Après Panique à Needle Park sur les rêves perdus de la jeune génération et leur lente dérive, ce sera la rencontre de deux antagonistes réunis pour un même projet à défaut d'autre chose, et leur volonté à prendre leur vie en main malgré un passé chaotique. A contre-pied de certains films où le road movie est synonyme de liberté et de conquête, Jerry Schatzberg opte pour la peinture sociale de l'après Viêt-nam et la fin du rêve américain. Le regard est humaniste et empathique, mais profondément lucide.
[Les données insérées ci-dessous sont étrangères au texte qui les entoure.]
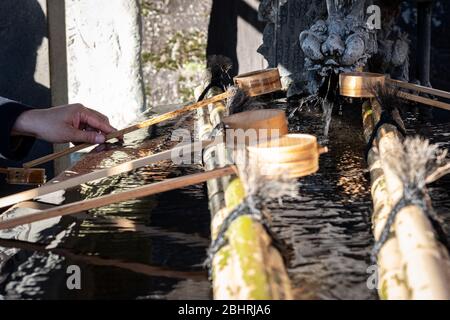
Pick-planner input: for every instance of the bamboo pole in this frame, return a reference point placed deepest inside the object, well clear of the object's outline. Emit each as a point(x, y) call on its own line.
point(117, 134)
point(99, 174)
point(391, 277)
point(248, 267)
point(425, 261)
point(135, 193)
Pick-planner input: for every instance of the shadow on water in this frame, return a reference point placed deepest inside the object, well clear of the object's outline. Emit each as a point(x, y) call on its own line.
point(328, 229)
point(151, 248)
point(154, 248)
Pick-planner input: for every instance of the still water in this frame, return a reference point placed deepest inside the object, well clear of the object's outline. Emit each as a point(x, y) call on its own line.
point(154, 248)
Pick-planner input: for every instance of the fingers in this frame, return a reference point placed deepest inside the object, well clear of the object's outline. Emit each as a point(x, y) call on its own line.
point(85, 136)
point(88, 117)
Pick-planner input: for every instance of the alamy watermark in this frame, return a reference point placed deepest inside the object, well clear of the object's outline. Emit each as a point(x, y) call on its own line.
point(73, 281)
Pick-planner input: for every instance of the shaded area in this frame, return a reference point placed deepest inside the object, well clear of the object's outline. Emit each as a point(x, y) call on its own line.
point(223, 31)
point(23, 27)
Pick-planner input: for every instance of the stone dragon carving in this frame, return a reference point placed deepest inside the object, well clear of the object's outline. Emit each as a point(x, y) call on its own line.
point(341, 43)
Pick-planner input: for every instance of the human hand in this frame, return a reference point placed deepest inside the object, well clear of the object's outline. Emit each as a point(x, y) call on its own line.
point(69, 123)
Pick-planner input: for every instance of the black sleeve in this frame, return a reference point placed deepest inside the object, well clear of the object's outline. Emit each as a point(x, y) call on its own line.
point(12, 147)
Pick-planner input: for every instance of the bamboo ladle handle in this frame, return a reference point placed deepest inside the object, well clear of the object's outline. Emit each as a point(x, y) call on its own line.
point(98, 174)
point(117, 134)
point(136, 193)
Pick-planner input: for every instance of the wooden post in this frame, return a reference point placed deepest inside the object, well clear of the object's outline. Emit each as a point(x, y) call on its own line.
point(248, 267)
point(56, 12)
point(391, 277)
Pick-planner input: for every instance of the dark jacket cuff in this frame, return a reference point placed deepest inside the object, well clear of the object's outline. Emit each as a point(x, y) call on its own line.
point(13, 147)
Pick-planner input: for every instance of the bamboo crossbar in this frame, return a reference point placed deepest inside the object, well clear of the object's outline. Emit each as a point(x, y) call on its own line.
point(427, 101)
point(416, 87)
point(120, 133)
point(99, 174)
point(135, 193)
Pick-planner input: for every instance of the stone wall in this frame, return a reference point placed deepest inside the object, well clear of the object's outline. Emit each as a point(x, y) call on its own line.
point(24, 60)
point(103, 54)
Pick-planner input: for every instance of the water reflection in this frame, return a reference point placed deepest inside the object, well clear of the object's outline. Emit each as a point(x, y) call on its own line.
point(153, 248)
point(137, 249)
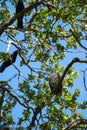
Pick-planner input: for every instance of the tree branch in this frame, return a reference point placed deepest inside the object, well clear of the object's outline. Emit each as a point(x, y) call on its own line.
point(29, 8)
point(76, 123)
point(36, 112)
point(69, 65)
point(77, 39)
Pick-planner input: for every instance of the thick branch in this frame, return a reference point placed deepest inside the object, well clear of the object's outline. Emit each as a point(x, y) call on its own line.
point(69, 65)
point(76, 123)
point(29, 8)
point(77, 39)
point(10, 93)
point(36, 112)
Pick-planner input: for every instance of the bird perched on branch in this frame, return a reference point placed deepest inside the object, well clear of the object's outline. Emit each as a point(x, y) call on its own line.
point(8, 62)
point(53, 82)
point(19, 8)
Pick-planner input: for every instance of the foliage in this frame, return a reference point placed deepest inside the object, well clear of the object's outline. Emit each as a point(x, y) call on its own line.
point(52, 30)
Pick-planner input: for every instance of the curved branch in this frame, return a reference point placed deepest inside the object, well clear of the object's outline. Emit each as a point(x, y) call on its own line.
point(76, 123)
point(77, 39)
point(29, 8)
point(36, 112)
point(3, 83)
point(69, 65)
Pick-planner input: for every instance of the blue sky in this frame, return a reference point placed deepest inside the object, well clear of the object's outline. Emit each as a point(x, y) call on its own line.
point(10, 71)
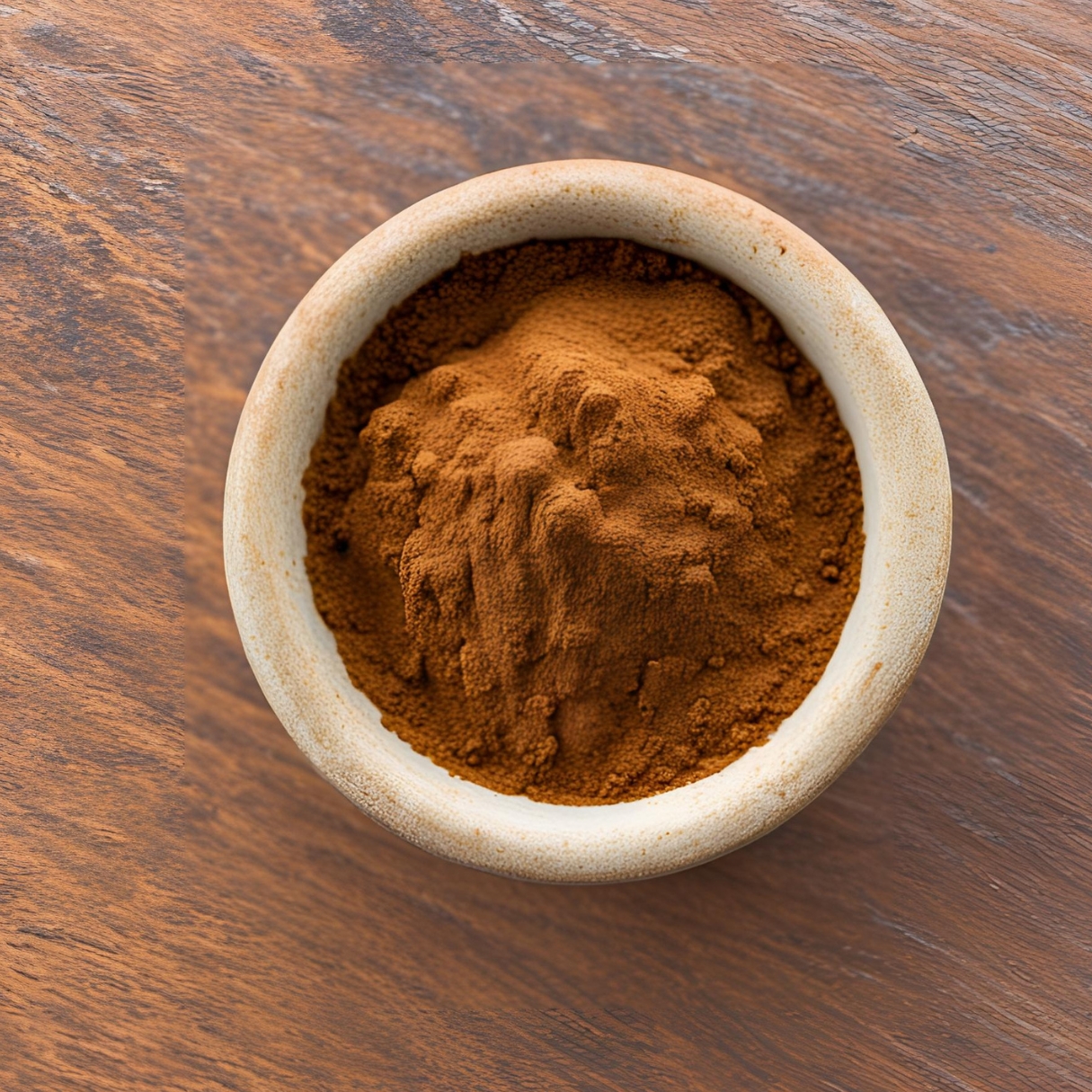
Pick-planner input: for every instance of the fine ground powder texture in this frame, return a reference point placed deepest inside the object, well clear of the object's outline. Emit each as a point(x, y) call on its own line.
point(584, 523)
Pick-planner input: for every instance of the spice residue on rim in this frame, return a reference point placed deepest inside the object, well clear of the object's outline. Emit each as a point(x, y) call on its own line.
point(583, 522)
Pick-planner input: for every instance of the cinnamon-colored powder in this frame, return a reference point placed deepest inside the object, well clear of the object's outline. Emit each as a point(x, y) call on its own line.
point(583, 522)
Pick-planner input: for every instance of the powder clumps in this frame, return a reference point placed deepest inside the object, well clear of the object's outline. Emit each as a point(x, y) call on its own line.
point(584, 523)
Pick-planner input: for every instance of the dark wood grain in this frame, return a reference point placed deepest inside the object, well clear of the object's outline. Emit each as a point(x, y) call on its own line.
point(924, 925)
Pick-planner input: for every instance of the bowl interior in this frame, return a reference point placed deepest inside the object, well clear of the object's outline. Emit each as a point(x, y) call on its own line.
point(883, 403)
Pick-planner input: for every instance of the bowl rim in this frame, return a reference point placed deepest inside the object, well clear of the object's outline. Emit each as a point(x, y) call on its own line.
point(883, 402)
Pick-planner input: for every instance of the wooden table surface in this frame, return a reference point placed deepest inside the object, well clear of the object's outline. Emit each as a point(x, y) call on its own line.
point(183, 903)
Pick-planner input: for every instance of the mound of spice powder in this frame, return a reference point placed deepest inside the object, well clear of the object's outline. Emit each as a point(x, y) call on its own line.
point(583, 522)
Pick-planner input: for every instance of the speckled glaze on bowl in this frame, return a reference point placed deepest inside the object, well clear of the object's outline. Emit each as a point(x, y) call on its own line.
point(883, 402)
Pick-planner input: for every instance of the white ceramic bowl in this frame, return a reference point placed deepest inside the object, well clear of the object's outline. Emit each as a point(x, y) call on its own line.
point(829, 315)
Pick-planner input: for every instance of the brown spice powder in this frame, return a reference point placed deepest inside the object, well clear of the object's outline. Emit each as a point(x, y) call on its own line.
point(583, 522)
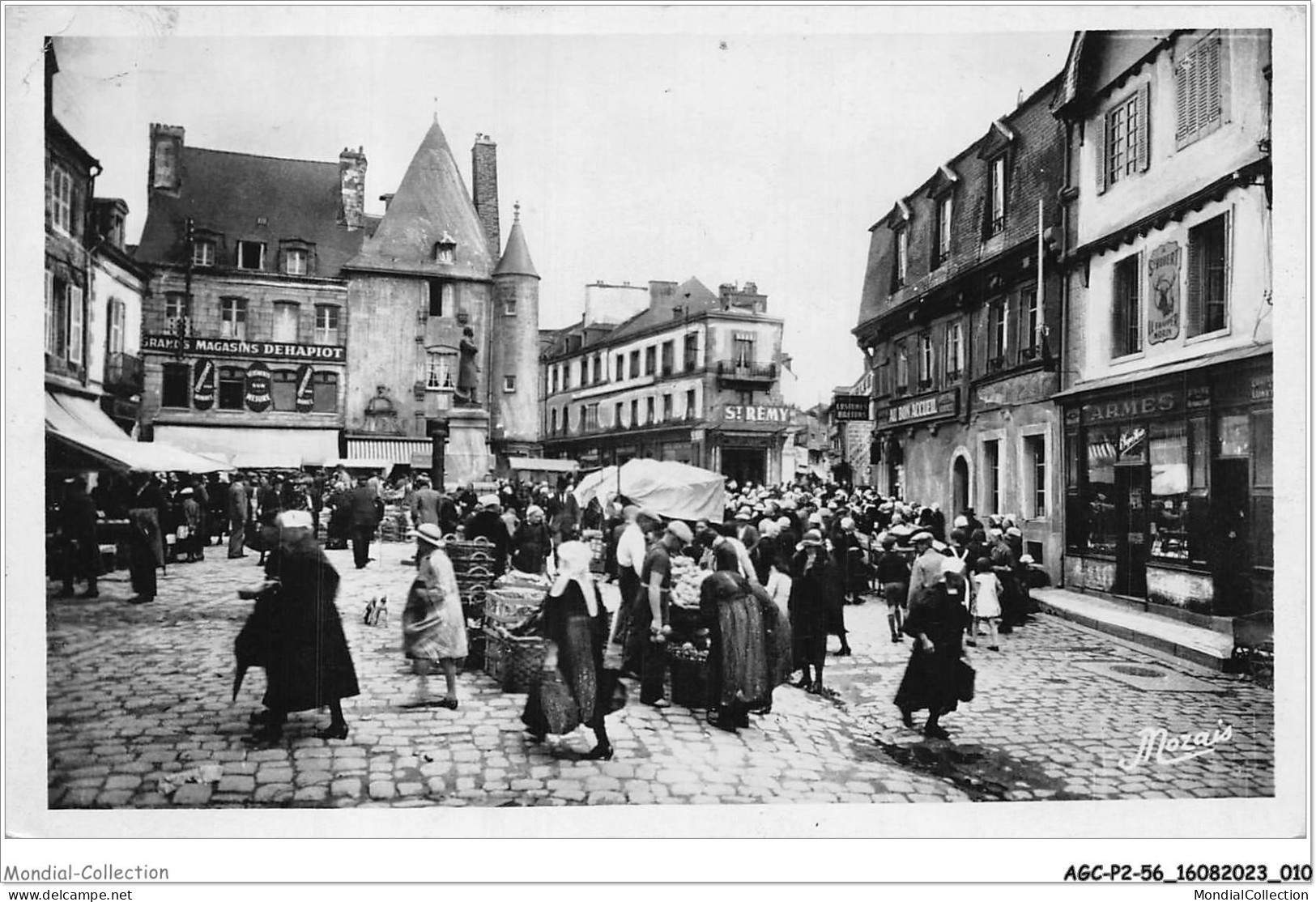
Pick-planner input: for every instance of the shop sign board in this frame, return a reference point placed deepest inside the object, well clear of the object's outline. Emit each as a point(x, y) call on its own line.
point(203, 384)
point(1131, 408)
point(258, 387)
point(924, 408)
point(848, 408)
point(231, 347)
point(1164, 292)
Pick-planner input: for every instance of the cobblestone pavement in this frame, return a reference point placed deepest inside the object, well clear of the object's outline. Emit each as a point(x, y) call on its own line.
point(140, 717)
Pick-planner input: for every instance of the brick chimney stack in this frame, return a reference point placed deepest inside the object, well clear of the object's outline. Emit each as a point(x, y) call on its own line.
point(484, 189)
point(351, 177)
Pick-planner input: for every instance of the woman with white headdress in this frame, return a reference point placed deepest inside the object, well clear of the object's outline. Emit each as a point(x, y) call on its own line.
point(433, 625)
point(575, 622)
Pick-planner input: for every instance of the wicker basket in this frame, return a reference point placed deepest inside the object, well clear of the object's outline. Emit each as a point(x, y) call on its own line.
point(513, 662)
point(690, 679)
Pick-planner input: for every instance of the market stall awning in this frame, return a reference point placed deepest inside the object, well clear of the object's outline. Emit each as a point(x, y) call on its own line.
point(382, 451)
point(79, 423)
point(256, 449)
point(543, 465)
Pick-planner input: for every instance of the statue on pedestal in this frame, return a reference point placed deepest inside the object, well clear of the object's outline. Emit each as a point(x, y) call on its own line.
point(466, 370)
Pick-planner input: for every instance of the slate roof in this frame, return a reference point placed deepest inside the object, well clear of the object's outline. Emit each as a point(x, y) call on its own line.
point(431, 202)
point(225, 192)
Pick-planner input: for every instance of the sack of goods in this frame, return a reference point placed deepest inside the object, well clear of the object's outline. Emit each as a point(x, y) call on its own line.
point(686, 581)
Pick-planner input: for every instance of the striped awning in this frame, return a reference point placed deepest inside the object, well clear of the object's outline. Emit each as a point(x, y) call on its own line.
point(387, 450)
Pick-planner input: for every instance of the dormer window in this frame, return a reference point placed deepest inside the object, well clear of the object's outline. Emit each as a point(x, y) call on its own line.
point(445, 250)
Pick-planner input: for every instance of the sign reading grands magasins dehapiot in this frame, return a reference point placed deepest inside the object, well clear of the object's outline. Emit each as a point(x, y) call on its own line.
point(232, 347)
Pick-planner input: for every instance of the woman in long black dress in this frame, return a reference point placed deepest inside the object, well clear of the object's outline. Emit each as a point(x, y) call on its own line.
point(309, 664)
point(937, 626)
point(737, 661)
point(577, 622)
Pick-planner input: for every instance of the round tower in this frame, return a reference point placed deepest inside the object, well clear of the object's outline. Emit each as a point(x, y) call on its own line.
point(515, 349)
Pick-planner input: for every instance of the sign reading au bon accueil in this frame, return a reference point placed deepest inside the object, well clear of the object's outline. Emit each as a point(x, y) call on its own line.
point(232, 347)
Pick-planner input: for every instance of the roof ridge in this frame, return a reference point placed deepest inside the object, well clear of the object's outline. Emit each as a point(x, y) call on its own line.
point(282, 160)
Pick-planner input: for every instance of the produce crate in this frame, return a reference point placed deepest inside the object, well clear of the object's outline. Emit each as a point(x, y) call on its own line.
point(513, 662)
point(690, 678)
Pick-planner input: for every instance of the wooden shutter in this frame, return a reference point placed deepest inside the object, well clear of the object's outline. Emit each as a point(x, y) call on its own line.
point(1099, 138)
point(1144, 113)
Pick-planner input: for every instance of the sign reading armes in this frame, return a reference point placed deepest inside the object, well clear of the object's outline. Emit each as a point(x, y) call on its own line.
point(850, 406)
point(233, 347)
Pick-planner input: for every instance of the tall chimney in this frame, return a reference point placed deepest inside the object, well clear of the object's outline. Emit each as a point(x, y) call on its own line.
point(484, 179)
point(166, 168)
point(351, 179)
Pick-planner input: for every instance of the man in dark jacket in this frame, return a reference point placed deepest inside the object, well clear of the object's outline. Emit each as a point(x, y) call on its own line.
point(364, 518)
point(78, 538)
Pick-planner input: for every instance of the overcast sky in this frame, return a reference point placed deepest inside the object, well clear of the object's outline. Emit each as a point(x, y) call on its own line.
point(722, 153)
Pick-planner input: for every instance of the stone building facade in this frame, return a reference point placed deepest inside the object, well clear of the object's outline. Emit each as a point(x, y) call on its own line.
point(958, 320)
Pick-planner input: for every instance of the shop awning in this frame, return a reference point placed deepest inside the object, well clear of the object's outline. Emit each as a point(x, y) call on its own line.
point(543, 465)
point(1232, 355)
point(256, 449)
point(382, 451)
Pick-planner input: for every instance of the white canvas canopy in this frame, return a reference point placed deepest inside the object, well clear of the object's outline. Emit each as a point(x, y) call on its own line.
point(663, 487)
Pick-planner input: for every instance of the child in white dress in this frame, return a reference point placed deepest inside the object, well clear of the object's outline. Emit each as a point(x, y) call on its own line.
point(986, 606)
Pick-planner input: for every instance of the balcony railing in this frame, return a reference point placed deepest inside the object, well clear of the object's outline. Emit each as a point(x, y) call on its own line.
point(124, 374)
point(747, 372)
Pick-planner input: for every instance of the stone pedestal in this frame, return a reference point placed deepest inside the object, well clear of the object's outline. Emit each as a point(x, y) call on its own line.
point(467, 455)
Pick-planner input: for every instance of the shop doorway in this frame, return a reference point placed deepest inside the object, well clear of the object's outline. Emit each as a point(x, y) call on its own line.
point(745, 466)
point(958, 487)
point(1232, 535)
point(1131, 548)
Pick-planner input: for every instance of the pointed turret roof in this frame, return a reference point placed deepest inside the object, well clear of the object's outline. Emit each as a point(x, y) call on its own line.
point(516, 259)
point(431, 206)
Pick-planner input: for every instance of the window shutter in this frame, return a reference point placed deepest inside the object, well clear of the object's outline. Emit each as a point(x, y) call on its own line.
point(1195, 280)
point(1099, 153)
point(1144, 126)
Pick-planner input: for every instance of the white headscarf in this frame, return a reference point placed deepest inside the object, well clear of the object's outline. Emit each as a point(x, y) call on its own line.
point(574, 567)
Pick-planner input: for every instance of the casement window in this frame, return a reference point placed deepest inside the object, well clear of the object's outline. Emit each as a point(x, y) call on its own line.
point(250, 255)
point(1126, 309)
point(175, 385)
point(283, 389)
point(441, 297)
point(324, 392)
point(232, 388)
point(75, 325)
point(941, 240)
point(295, 261)
point(61, 199)
point(954, 350)
point(1035, 476)
point(901, 368)
point(286, 321)
point(326, 324)
point(1029, 325)
point(233, 318)
point(743, 349)
point(901, 270)
point(1198, 87)
point(926, 360)
point(996, 196)
point(998, 334)
point(1208, 276)
point(116, 316)
point(1122, 147)
point(203, 251)
point(441, 370)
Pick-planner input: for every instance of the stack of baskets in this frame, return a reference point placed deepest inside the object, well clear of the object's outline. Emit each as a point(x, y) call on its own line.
point(512, 661)
point(473, 563)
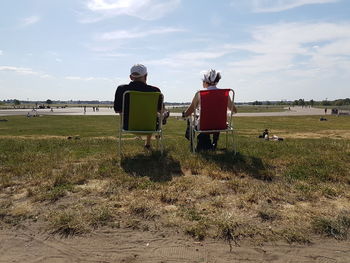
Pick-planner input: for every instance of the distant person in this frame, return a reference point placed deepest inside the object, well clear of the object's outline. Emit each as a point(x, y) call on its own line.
point(138, 76)
point(209, 82)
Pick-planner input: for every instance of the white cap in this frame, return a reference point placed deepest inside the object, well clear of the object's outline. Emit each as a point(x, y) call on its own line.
point(138, 70)
point(212, 77)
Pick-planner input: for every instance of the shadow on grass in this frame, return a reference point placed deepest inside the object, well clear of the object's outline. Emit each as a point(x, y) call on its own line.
point(159, 168)
point(238, 163)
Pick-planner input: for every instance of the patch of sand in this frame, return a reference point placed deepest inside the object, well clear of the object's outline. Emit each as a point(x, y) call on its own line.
point(126, 245)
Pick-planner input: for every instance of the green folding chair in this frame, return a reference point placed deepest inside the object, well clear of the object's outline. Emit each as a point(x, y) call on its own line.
point(142, 114)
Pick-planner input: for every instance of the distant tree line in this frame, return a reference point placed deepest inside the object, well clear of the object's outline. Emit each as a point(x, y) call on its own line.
point(302, 102)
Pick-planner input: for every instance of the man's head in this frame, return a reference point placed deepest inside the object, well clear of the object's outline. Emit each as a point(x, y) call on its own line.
point(138, 72)
point(211, 77)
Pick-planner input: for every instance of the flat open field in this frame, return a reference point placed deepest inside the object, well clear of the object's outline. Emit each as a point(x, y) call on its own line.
point(65, 197)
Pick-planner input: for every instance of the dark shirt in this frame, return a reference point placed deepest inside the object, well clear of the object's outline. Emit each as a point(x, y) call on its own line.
point(134, 86)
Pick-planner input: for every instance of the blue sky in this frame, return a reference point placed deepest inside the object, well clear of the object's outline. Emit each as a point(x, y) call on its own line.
point(265, 49)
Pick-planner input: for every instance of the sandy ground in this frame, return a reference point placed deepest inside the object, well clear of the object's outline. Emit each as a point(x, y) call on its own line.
point(295, 111)
point(30, 244)
point(126, 245)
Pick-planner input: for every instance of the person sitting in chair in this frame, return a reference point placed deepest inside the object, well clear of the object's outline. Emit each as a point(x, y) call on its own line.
point(138, 76)
point(210, 80)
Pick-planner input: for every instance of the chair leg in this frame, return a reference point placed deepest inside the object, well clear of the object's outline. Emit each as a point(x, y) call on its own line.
point(192, 136)
point(161, 143)
point(233, 142)
point(120, 145)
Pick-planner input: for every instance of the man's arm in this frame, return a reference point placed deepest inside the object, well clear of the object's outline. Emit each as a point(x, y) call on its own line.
point(118, 99)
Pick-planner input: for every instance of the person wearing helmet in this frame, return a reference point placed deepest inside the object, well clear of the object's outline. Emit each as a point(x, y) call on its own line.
point(210, 80)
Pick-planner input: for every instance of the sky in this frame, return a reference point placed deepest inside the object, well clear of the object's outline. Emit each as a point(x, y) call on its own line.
point(264, 49)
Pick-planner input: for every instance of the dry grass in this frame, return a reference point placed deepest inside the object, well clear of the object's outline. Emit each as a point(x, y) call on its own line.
point(288, 190)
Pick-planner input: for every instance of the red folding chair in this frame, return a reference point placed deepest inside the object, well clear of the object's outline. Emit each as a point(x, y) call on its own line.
point(212, 115)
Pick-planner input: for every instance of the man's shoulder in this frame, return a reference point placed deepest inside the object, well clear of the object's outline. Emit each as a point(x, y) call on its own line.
point(153, 88)
point(123, 87)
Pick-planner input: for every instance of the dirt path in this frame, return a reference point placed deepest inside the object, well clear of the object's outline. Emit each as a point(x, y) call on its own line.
point(125, 245)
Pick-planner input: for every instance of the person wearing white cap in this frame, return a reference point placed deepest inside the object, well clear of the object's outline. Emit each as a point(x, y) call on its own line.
point(138, 76)
point(210, 79)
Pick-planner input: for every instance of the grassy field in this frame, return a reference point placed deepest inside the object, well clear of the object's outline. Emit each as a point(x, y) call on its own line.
point(64, 174)
point(244, 109)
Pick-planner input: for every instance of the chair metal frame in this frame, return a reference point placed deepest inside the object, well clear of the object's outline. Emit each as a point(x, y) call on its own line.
point(158, 130)
point(193, 129)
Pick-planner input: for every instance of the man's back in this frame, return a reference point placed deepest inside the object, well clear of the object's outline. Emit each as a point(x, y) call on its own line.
point(135, 86)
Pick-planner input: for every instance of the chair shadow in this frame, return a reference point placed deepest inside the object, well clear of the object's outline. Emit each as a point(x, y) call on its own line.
point(238, 163)
point(159, 168)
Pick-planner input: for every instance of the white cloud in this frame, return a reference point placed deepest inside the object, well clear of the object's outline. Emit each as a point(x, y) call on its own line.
point(130, 34)
point(29, 21)
point(86, 79)
point(24, 71)
point(270, 6)
point(183, 60)
point(291, 46)
point(20, 70)
point(143, 9)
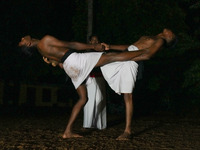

Le cinéaste réussit, sans l'aspect documentaire du premier, à marquer son métrage par un réalisme brut, sans pathos ni misérabilisme, filmant au plus près ses personnages et déclinant les personnalités avec finesse. Malgré les freins auxquels la société les soumet, nos deux compagnons ne désespèrent pas à remonter la pente, leur nouvelle amitié comme bouée de sauvetage dans un monde oppressant et anonyme.
La photographie de Vilmos Zsigmond déjà à l'œuvre sur les film de M. Cimino, donne aux scènes un aspect hors du temps, voire nostalgique, jouant de teintes doucereuses et passées, mettant en valeur les espaces isolés et les routes désertes, l'urbanisation et les décors peu engageants qui rejoignent le morne périple de nos deux laissés-pour-compte. L'envers du décor mais un beau pied de nez à l'adversité par la bouffonnerie du plus jeune, Francis, qui permet de désamorcer les tensions en réponse à la haine ambiante. Le rire plutôt que la violence des échanges, mais l'exercice trouvera ses limites. Une prison où l'on s'échoue encore, où l'ennui pousse aux agressions et à la perte de l'innocence, des bars où la bagarre semble être le seul moyen d'exister et les ressentiments de femmes abandonnées qui appuient la misère sociale et actent le drame à venir, sans jamais l'invoquer au moment où on pourrait s'y attendre.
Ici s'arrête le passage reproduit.